Non voglio spoilerare troppo, perché il documentario è pieno di chicche, come le molte conversazioni tra il regista e il protagonista, i quali discutono anche del successo di Forza Italia nel Brancaccio:
F.M.: Volevo dirle una cosa: lei sa che in questo quartiere Berlusconi è molto amato?
C. M.: Belluscone, vedi che in questo quartiere ha preso… insomma, dei voti… delle cose, insomma… Si può dire che so… che insomma che è salito per questo quartiere.
F. M.: Ma lei come se lo spiega?
C. M.: Me lo spiego. Capirai, un amico vale l’altro, eh…
F.M.: Sempre gli amici?
C. M.: Eh, Sempre gli amici, non è che eh…
F. M.: Gli amici?
C. M.: Si vogliono bene, perciò capirai. Noi vogliamo bene a loro, loro vogliono bene a noi. Ci accontentiamo da una parte e dall’altra.
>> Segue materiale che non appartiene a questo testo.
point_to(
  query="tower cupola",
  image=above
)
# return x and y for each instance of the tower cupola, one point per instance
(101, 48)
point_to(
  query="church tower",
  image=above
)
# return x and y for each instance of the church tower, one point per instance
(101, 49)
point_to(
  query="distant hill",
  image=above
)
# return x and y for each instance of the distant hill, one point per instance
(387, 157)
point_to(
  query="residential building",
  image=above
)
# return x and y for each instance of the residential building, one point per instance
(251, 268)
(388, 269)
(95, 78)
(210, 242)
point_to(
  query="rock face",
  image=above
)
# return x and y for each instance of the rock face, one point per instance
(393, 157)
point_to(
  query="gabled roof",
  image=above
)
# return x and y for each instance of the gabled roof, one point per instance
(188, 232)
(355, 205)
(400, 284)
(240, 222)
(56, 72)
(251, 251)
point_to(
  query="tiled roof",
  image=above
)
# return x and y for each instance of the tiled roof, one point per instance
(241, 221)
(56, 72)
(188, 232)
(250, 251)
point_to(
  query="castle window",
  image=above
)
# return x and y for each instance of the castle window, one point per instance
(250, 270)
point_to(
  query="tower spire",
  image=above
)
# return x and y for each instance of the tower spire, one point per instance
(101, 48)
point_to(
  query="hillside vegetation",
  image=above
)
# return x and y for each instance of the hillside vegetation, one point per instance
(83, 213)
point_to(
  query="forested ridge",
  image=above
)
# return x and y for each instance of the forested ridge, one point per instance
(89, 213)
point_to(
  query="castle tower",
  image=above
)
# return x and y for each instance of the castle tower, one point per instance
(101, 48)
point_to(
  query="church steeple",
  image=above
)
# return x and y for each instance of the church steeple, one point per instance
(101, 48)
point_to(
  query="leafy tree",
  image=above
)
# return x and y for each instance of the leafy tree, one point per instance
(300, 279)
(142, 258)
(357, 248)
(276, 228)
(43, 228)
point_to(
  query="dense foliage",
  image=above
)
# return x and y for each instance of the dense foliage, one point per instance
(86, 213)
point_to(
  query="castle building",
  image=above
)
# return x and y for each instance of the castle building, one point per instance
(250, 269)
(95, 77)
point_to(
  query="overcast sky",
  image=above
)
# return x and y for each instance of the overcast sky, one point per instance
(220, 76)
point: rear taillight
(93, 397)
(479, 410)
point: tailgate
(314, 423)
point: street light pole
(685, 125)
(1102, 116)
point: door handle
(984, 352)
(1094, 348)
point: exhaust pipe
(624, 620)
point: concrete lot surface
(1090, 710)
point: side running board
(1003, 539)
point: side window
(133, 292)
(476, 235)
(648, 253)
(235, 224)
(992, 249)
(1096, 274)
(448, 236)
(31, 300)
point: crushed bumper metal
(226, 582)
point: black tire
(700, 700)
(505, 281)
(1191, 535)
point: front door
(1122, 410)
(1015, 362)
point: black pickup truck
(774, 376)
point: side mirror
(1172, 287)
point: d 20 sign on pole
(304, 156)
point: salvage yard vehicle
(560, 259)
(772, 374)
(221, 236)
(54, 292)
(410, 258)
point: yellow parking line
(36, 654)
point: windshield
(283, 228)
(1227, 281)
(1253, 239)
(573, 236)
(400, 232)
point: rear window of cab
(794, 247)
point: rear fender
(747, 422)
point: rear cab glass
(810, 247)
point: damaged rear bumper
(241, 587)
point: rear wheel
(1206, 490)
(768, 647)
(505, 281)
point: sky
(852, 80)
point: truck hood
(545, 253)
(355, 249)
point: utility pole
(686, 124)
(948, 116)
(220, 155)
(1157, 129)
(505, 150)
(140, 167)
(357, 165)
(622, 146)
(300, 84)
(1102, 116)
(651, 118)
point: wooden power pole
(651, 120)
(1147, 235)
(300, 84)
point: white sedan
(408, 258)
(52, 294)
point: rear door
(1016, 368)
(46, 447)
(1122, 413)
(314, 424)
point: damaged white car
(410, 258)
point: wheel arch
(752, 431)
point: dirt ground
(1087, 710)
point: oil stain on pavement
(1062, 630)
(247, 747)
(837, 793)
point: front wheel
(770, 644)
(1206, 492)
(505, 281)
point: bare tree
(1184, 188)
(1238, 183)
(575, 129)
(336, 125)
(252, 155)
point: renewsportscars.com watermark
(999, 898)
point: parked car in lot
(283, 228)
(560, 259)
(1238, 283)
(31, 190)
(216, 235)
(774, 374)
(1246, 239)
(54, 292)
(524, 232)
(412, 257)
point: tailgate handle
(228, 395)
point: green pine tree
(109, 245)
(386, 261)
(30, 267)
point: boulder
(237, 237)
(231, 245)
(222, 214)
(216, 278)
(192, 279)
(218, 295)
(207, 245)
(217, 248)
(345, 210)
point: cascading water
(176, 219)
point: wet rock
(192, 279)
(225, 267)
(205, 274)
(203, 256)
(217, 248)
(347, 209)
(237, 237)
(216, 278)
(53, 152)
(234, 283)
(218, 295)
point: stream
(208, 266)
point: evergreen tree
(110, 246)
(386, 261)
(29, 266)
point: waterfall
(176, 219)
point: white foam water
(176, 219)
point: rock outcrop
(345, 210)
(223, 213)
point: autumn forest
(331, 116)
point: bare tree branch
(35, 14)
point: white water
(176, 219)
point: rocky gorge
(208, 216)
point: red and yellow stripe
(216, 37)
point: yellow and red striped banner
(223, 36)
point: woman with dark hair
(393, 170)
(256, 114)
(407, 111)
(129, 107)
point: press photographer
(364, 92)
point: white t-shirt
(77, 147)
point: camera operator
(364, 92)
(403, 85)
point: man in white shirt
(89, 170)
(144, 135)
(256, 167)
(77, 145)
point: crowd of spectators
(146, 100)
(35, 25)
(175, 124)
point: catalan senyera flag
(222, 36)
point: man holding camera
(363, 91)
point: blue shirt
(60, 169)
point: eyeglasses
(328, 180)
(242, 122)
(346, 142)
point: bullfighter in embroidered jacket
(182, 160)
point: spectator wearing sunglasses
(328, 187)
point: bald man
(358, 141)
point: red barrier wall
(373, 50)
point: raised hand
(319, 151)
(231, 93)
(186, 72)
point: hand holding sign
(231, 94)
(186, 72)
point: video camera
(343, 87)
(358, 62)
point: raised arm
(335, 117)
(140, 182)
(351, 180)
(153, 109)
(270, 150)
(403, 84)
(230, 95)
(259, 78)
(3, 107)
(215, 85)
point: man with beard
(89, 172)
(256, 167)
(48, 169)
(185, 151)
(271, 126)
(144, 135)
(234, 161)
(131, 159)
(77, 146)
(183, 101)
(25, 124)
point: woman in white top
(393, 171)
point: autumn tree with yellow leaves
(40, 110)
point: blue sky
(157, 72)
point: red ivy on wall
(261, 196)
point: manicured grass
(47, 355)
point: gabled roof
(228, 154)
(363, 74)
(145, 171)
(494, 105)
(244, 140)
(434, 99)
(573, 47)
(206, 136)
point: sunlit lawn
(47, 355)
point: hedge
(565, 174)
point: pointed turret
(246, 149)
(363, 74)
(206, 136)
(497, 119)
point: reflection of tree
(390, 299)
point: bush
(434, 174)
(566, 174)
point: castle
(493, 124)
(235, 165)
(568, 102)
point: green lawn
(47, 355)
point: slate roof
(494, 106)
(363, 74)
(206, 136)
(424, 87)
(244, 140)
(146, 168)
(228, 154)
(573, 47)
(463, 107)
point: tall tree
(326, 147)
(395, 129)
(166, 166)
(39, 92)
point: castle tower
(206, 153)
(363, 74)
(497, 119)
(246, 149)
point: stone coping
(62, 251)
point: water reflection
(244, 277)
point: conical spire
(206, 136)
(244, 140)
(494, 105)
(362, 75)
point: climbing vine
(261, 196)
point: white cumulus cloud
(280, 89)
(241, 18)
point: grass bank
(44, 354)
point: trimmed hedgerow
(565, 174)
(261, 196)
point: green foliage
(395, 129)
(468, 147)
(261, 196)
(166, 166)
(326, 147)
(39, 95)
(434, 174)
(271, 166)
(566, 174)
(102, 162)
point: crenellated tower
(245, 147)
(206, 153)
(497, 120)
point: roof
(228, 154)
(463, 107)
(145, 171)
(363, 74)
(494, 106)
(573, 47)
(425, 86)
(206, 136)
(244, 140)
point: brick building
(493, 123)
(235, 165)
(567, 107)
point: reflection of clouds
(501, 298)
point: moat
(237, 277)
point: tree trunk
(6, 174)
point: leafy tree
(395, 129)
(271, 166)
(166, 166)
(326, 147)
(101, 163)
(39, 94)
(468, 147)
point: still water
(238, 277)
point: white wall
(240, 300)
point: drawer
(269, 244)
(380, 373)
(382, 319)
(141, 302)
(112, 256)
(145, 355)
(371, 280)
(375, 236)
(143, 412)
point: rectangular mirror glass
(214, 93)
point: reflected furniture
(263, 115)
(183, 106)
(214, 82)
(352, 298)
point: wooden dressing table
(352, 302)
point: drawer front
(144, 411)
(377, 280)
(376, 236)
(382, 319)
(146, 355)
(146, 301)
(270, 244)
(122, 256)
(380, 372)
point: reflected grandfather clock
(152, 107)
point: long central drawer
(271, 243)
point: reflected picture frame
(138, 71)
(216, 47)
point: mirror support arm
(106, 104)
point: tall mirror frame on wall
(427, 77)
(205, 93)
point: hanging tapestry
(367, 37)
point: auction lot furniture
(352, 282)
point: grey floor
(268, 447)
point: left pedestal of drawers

Tutto qua”.
Ma anche l’intervista tragicomica a Marcello Dell’Utri, grande amico siciliano di Berlusconi, che risponde alle domande mentre è seduto su un trono, in una parodia sul sensazionalismo del giornalismo televisivo.
Oppure la canzone “Vorrei conoscere Berlusconi”, composta da Erik, al tempo promessa musicale siciliana e prodotta con la supervisione di Ciccio Mira.
Recentemente, Ciccio Mira è diventato virale su TikTok – così come Enzo Castagna, altro noto protagonista di alcuni film di Ciprì e Maresco – attraverso brevi clip in cui, intervistato nel film, condivide i suoi pensieri sulla mafia. Esiste anche un sequel di “Belluscone”, intitolato “La mafia non è più quella di una volta”, in cui il personaggio principale tenta di redimersi organizzando un concerto in memoria di Falcone e Borsellino. Il suo pentimento è sincero? Guardate entrambi i film e giudicate voi stessi.
Ebbene, siamo giunti alla fine di quest’articolo e manco so più chi sono, proprio come Maresco.
FORSE SONO BIPOLARE, COME KANYE WEST, PER METÀ BERLUSCONIANO E PER METÀ “MARESCHIANO”. COME DICEVA QUALCUNO CHE NON RICORDO, FORSE ERA UN’ALLUCINAZIONE: “VORREI VIVERE IN UN BUNKER ALBANESE DELL’ERA DI ENVER HOXHA, NEL QUALE NON PRENDEREBBE INTERNET COME NESSUN’ALTRA LINEA. ADDIO.